The West Indies and England go head to head in the first of three One Day Internationals on Friday.
The West Indies have ground to retrieve in the International Cricket Council's ODI rankings, while England are in preparation for June's Champions Trophy, as an intriguing three-match series in the Caribbean beckons this month.
The teams have not met for a bilateral series in this format of the game for three years, when the English triumphed two-one, but are missing a few key personnel to all but guarantee a similar result.
West Indies v England | Friday 3 March | Sir Vivian Richards Stadium, Antigua | 15:30
To Win Match
West Indies 24/10 | Tie 35/1 | England 7/20
The men in maroon were, embarrassingly, unable to qualify for the 2017 Champions Trophy - and have slipped to a lowly ninth position in the 12-team ODI rankings. A checkered start to the year on the field - and traditional selection panel stand-offs off it - certainly don't bode well for this affair.
Regardless, the two-time World Twenty20 champions know the shorter forms remain somewhat of a West Indian niche - and relish playing England. Few will forget April 2016's WT20 final, when Carlos Brathwaite struck Stokes for four consecutive sixes - and can look forward to a resumption of that contentious head-to-head battle.

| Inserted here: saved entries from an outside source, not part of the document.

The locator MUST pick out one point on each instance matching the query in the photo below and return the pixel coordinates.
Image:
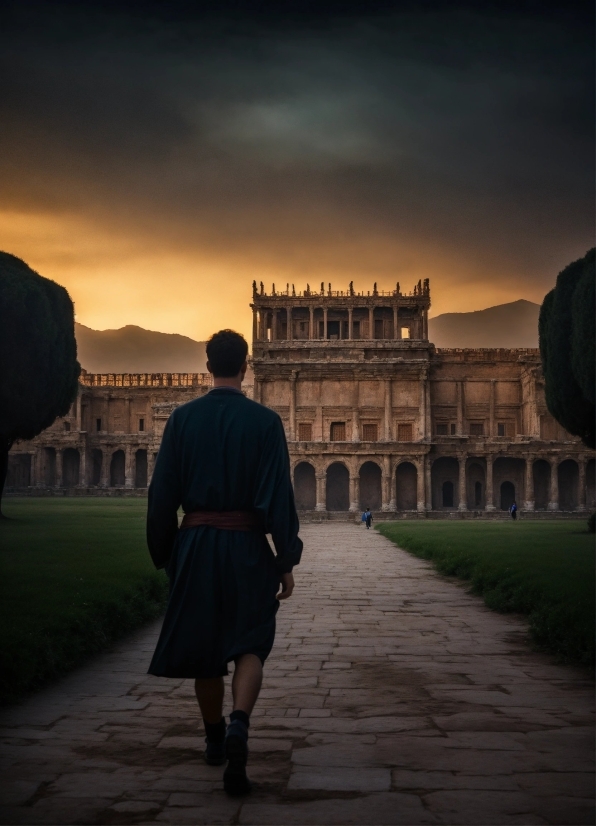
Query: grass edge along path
(76, 576)
(543, 569)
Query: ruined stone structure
(375, 416)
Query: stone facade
(375, 416)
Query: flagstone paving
(391, 697)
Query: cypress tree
(39, 370)
(566, 334)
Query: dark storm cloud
(347, 141)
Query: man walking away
(224, 459)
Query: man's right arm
(164, 500)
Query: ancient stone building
(375, 416)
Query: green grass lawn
(544, 569)
(76, 574)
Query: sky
(155, 158)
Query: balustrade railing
(146, 379)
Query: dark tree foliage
(39, 370)
(566, 333)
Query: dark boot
(236, 782)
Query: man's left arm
(275, 499)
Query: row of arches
(104, 468)
(537, 486)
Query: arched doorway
(49, 466)
(541, 475)
(305, 486)
(445, 483)
(71, 462)
(338, 487)
(447, 495)
(475, 486)
(507, 495)
(141, 468)
(117, 472)
(96, 463)
(370, 486)
(406, 481)
(511, 470)
(568, 485)
(591, 485)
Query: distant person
(224, 458)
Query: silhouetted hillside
(506, 325)
(135, 350)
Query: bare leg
(246, 683)
(210, 693)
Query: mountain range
(133, 349)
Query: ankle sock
(242, 716)
(239, 723)
(215, 732)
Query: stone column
(529, 484)
(128, 467)
(387, 417)
(59, 467)
(463, 492)
(78, 411)
(321, 504)
(428, 490)
(388, 502)
(127, 425)
(354, 492)
(292, 433)
(150, 464)
(83, 467)
(581, 485)
(460, 408)
(422, 405)
(553, 504)
(106, 458)
(420, 478)
(489, 497)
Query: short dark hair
(226, 353)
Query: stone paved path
(391, 697)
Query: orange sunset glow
(157, 168)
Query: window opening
(305, 432)
(404, 433)
(370, 432)
(338, 431)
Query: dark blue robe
(222, 452)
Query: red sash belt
(225, 520)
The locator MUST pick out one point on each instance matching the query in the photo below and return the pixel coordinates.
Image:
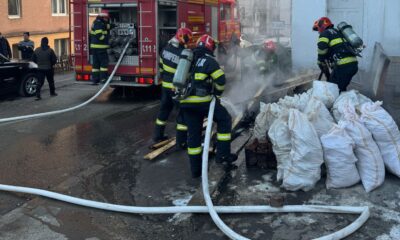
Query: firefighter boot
(230, 158)
(159, 134)
(195, 166)
(181, 140)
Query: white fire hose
(210, 208)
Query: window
(94, 11)
(59, 7)
(225, 12)
(14, 8)
(61, 47)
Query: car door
(8, 76)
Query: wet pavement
(94, 153)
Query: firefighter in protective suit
(334, 50)
(99, 36)
(168, 64)
(207, 79)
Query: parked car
(18, 76)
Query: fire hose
(209, 208)
(45, 114)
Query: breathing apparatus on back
(355, 43)
(181, 80)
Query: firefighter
(267, 59)
(168, 63)
(333, 50)
(99, 36)
(207, 79)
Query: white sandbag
(344, 101)
(370, 163)
(306, 154)
(362, 99)
(281, 143)
(303, 100)
(268, 114)
(385, 133)
(319, 116)
(339, 159)
(298, 101)
(350, 98)
(326, 92)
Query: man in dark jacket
(45, 58)
(26, 47)
(5, 47)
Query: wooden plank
(158, 152)
(162, 144)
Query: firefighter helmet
(206, 41)
(321, 24)
(269, 45)
(184, 35)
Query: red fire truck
(149, 24)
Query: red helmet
(184, 35)
(321, 24)
(269, 45)
(207, 42)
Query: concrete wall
(381, 23)
(304, 40)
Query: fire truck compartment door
(214, 22)
(147, 37)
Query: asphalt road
(94, 153)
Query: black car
(20, 76)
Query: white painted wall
(304, 40)
(391, 32)
(381, 23)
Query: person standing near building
(26, 47)
(333, 49)
(5, 47)
(45, 58)
(208, 80)
(99, 37)
(168, 64)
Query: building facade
(42, 18)
(268, 18)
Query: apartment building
(42, 18)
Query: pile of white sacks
(355, 142)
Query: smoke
(247, 82)
(259, 20)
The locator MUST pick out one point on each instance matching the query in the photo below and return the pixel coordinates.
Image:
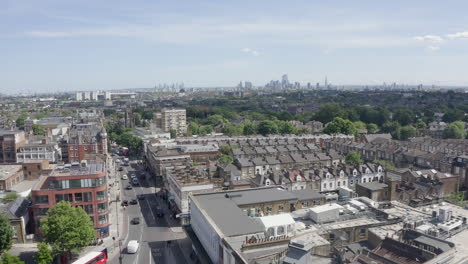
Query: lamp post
(120, 251)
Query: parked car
(135, 181)
(135, 221)
(132, 246)
(159, 212)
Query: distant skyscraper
(284, 81)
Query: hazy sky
(48, 45)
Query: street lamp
(120, 252)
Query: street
(152, 232)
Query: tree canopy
(44, 254)
(340, 125)
(353, 158)
(67, 229)
(6, 234)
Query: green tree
(226, 150)
(40, 116)
(372, 128)
(250, 128)
(285, 127)
(328, 112)
(455, 130)
(137, 119)
(340, 125)
(204, 130)
(420, 124)
(67, 229)
(193, 128)
(232, 130)
(360, 125)
(108, 112)
(10, 197)
(406, 132)
(44, 254)
(226, 159)
(404, 116)
(453, 115)
(10, 259)
(268, 127)
(38, 129)
(173, 133)
(353, 158)
(6, 234)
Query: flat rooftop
(75, 170)
(223, 208)
(6, 171)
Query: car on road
(159, 212)
(135, 181)
(132, 246)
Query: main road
(153, 232)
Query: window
(103, 219)
(103, 207)
(64, 197)
(101, 195)
(280, 208)
(42, 199)
(88, 197)
(269, 209)
(78, 197)
(280, 231)
(270, 232)
(88, 209)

A media ruckus has been made about the Dwayne Leverock-esque Rahkeem Cornwall and, while the giant 24-year-old hasn't cracked the nod for the ODI squad yet, one surmises it's a mere matter of time before his hefty chest dons the proud West Indian crest. For now, focus turns to the players picked.
While the decision to remove Shane Dowrich and Miguel Cummins from the squad - and sideline Marlon Samuels altogether - is questionable, the Windies squad boasts a freshness hardly acknowledged during troublesome times. Jason Holder isn't blossoming as captain yet, but continues to show the wherewithal required to make this work in the future.
Equipped with relative newcomers Shai Hope, Jason Mohammed and Rovman Powell - and allowed mainstays in Devendra Bishoo, Carlos Brathwaite and Shannon Gabriel - Holder will do well to appropriately manage the dynamic of the collective, but not lose his individual ambition - with bat and ball - in the fray. With Andre Russell banned, Holder's all-rounder stocks have certainly increased.
The tourists are smarting from limited-overs and Test series defeat to India late last and earlier this year - and even contrived to lose a couple of matches to Bangladesh prior. While conditions won't be as subcontinent-esque as in Chittagong, Mumbai and surrounds, Antigua won't offer polar opposites.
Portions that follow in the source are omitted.